Liputan6.com, New York: Penggunaan jaringan internet nirkabel atau Wi-Fi yang meluas menandai perkembangan teknologi di era digital. Di balik modernitas yang diciptakan, sinyal yang dipancarkan di hampir seluruh penjuru ruang publik mulai memicu masalah kesehatan yang baru. Kini, beberapa orang diperkirakan mengalami alergi terhadap Wi-Fi.

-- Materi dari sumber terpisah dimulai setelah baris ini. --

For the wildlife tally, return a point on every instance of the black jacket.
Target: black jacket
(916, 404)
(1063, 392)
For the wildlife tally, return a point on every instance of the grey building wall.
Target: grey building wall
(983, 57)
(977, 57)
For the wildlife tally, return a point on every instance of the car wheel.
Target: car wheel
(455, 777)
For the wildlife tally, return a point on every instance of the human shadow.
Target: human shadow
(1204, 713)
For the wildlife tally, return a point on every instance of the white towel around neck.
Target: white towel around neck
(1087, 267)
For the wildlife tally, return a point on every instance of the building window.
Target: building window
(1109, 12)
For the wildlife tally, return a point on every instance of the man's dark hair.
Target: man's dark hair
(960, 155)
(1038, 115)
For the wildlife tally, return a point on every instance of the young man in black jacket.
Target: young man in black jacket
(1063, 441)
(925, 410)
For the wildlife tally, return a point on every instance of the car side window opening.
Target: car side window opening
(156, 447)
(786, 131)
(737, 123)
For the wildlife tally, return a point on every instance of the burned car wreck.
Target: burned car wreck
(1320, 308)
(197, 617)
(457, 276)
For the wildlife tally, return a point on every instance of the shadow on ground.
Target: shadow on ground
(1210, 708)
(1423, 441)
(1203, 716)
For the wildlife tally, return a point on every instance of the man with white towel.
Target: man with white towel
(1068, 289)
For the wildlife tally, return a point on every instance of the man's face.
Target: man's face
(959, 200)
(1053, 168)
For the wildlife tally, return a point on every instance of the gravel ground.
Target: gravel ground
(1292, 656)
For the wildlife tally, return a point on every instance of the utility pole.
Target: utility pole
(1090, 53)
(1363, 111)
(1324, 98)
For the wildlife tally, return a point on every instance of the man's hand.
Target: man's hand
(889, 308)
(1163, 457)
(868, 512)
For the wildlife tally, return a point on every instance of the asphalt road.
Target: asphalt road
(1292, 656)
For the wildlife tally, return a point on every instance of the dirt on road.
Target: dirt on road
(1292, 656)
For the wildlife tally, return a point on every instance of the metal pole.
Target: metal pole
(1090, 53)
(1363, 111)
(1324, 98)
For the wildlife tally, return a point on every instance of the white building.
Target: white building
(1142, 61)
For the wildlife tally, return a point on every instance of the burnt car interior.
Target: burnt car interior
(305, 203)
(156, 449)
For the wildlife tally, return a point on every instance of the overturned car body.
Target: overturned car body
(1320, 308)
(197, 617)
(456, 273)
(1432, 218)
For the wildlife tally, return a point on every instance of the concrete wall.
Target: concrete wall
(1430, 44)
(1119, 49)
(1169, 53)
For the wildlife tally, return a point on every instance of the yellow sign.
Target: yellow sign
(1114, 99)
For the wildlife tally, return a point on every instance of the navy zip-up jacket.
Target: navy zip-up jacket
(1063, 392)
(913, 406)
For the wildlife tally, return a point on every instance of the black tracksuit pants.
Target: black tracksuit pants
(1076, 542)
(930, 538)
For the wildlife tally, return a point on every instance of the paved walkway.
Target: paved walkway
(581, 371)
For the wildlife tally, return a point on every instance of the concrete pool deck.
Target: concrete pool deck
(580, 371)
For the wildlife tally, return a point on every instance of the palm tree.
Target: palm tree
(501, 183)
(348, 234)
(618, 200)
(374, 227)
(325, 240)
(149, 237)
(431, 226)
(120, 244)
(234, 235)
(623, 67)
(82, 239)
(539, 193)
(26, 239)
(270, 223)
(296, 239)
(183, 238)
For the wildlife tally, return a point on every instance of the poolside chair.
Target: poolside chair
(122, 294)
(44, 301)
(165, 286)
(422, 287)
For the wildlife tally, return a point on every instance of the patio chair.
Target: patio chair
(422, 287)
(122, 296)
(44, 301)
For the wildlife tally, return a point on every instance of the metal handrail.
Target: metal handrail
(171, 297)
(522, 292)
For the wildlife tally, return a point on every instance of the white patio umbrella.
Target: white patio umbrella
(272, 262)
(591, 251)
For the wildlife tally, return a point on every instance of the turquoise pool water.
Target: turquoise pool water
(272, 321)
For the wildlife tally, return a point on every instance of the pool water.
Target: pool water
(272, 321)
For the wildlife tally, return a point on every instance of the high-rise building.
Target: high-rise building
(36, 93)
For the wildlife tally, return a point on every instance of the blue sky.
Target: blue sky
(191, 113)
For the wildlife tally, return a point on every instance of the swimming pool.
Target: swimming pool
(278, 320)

Di Amerika Serikat, orang-orang yang alergi terhadap sinar sinyal elektromagnetik diperkirakan mencapai sekitar lima persen dari warganya. Penyakit yang dikenal sebagai hipersensitivitas elektromagnetik (EHS) ditandai dengan gejala sakit kepala, kram otot, kulit terbakar, dan nyeri kronis.
Selain sinyal Wi-Fi, kondisi itu juga diperkuat oleh pengaruh paparan sinyal telepon seluler yang terlalu kuat, dan satelit.
Diane Schou, salah seorang penderita, mengatakan, "wajah saya berubah merah, saya juga merasa nyeri di kepala, serta mengalami gangguan penglihatan. Bahkan, saya merasa nyeri ketika berpikir. Dan, kemudian saya juga mulai merasakan sakit di dada," ujarnya.
Untuk mengurangi penderitaannya, Schou tinggal di sebuah kamar yang dirancang kedap terhadap gelombang elektromagnetik. Namun, ternyata hal itu tidak cukup untuk melindunginya. Bersama dengan suaminya, ia terpaksa pindah dari kediamannya di Iowa, Amerika Serikat, ke sebuah desa terpencil di Green House, West Virginia, yang hanya dihuni oleh sekitar 143 warga.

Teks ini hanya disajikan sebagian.